Protecting tag information in a multi-level cache hierarchy

Info

Publication number: 20090019306
Type: Application
Filed: Jul 11, 2007
Publication Date: Jan 15, 2009
Inventors: Herbert Hum (Portland, OR), Rajagopal K. Narayanan (Portland, OR)
Application Number: 11/827,197

Abstract

In one embodiment, the present invention includes a shared cache memory that is inclusive with other cache memories coupled to it. The shared cache memory includes error correction logic to correct an error present in a tag array of one of the other cache memories and to provide corrected tag information to replace a tag entry in the tag array including the error. Other embodiments are described and claimed.

Description

Description

BACKGROUND

Many systems include one or more cache memories to temporarily store data in closer relation to a processor in which the data will be used. In this way, decreased data retrieval times can be realized by the processor, improving performance. Multiple levels of cache memory may be present in certain systems. These cache levels may include a lowest level cache memory that can be present within a processor, as well as a so-called mid-level cache memory that also can be present within the processor. Additional levels of cache memories, either within the processor or closely coupled thereto, may further be present in various systems.

In some systems, multiple levels of cache memory may be implemented as an inclusive cache hierarchy. In an inclusive cache hierarchy, one of the cache memories (i.e., a lower-level cache memory) includes a subset of data contained in another cache memory (i.e., an upper-level cache memory). Cache hierarchies may improve processor performance, as they allow a smaller cache having a relatively fast access speed to contain frequently used data. In turn, a larger cache having a slower access speed than the smaller cache stores less-frequently used data (as well as copies of the data in the lower-level cache). Typically, the lower-level cache memories of such an inclusive cache hierarchy are smaller than the higher-level cache memories.

BRIEF DESCRIPTION OF THE DRAWINGS

FIG. 1 is a block diagram of a processor in accordance with one embodiment of the present invention.

FIG. 2 is a flow diagram of a method in accordance with one embodiment of the present invention.

FIG. 3 is a block diagram of a processor core in accordance with one embodiment of the present invention.

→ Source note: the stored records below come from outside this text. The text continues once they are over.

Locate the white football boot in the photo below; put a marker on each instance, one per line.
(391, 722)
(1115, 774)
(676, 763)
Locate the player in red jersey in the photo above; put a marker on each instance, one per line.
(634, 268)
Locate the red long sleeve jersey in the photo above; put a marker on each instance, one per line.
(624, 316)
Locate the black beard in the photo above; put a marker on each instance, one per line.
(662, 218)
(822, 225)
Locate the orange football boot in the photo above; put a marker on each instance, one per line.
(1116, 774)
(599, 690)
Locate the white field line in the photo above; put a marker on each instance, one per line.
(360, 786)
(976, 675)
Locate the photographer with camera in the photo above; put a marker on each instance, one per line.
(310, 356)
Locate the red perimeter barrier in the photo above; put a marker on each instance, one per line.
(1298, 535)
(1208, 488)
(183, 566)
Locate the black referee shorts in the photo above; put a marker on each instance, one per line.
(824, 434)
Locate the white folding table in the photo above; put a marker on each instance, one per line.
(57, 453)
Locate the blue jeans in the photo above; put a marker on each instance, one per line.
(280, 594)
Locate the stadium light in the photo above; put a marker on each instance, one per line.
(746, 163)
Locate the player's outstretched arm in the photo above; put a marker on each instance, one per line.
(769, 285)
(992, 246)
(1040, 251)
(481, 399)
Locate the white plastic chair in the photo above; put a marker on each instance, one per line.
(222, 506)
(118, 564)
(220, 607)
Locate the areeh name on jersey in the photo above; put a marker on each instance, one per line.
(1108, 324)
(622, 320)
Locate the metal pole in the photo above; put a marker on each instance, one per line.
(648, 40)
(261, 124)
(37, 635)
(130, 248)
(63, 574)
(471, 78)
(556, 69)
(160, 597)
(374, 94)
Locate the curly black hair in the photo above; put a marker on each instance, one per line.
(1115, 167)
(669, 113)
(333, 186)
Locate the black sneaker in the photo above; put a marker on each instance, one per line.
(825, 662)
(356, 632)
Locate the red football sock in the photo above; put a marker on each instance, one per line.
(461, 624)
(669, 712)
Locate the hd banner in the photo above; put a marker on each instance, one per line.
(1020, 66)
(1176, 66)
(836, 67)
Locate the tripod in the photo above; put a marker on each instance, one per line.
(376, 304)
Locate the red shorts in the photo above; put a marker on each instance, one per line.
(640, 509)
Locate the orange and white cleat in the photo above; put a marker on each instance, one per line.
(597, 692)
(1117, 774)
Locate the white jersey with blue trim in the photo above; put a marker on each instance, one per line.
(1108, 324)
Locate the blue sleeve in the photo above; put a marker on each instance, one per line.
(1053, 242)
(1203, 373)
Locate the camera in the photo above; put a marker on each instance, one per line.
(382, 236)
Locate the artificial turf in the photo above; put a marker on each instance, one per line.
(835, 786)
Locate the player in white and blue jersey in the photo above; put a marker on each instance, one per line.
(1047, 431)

FIG. 4 is a block diagram of a multiprocessor system in accordance with an embodiment of the present invention.

DETAILED DESCRIPTION

In an inclusive cache hierarchy, tag information in a lower level cache may be error protected using information in a higher level cache of the inclusive cache hierarchy. That is, in various embodiments, a smaller amount of logic may be provided in a lower cache memory, e.g., to provide for error detection capabilities for tag information, without the need for providing error correction logic within the lower level cache. Instead, such error correction logic may be present in the higher level cache, resulting in area and power savings. As such, there is no need for error correction coding (ECC) logic on a per tag way basis.

For example, in a strictly inclusive shared cache memory having three cache levels including a lowest cache level, a mid-level cache and a last-level cache (LLC), ECC logic may be present in the LLC, with only error detection logic, e.g., parity protection, provided for a matching way of the mid-level cache.

Referring now to FIG. 1, shown is a block diagram of a processor in accordance with one embodiment of the present invention. As shown in FIG. 1, processor 10 may be a multi-core processor including a plurality of processor cores 20₀-20_n(generically core 20). As shown in FIG. 1, each core may include at least one level of a cache hierarchy. Specifically, as shown in FIG. 1, each core 20 may include a lowest-level cache 25₀-25_n(generically cache 25). In one embodiment, cache 25 may correspond to a level one (L1) cache, although the scope of the present invention is not so limited. As further shown in FIG. 1, each core 20 further includes a processing unit 22₀-22_n(generically processing unit 22).

Processor 10 may further include a mid-level cache (MLC) 35, which may be a level two (L2) cache, and which is a higher-level cache that includes copies of the data present in the lowest-level caches. As shown in FIG. 1, each core 20 may be coupled to MLC 35 via a link 30₀-30_n(generically link 30) so that MLC 35 acts as a shared memory. In turn, MLC 35 is coupled to a last-level cache 40. Although shown with this hierarchy in the embodiment of FIG. 1, understand that an LLC may be external to a processor and further, more or fewer cache memories may form a cache hierarchy.

In various embodiments, processor 10 may have an inclusive cache hierarchy. For example, in the inclusive cache hierarchy of FIG. 1, cache 25 may include a subset of the data within cache 35, while in turn cache 35 may include a subset of the data in cache 40. To maintain cache coherency upon an eviction of a cache line from last-level cache 40, corresponding cache lines in a given mid-level cache 35 and lowest-level cache 25 may also be evicted, in some embodiments.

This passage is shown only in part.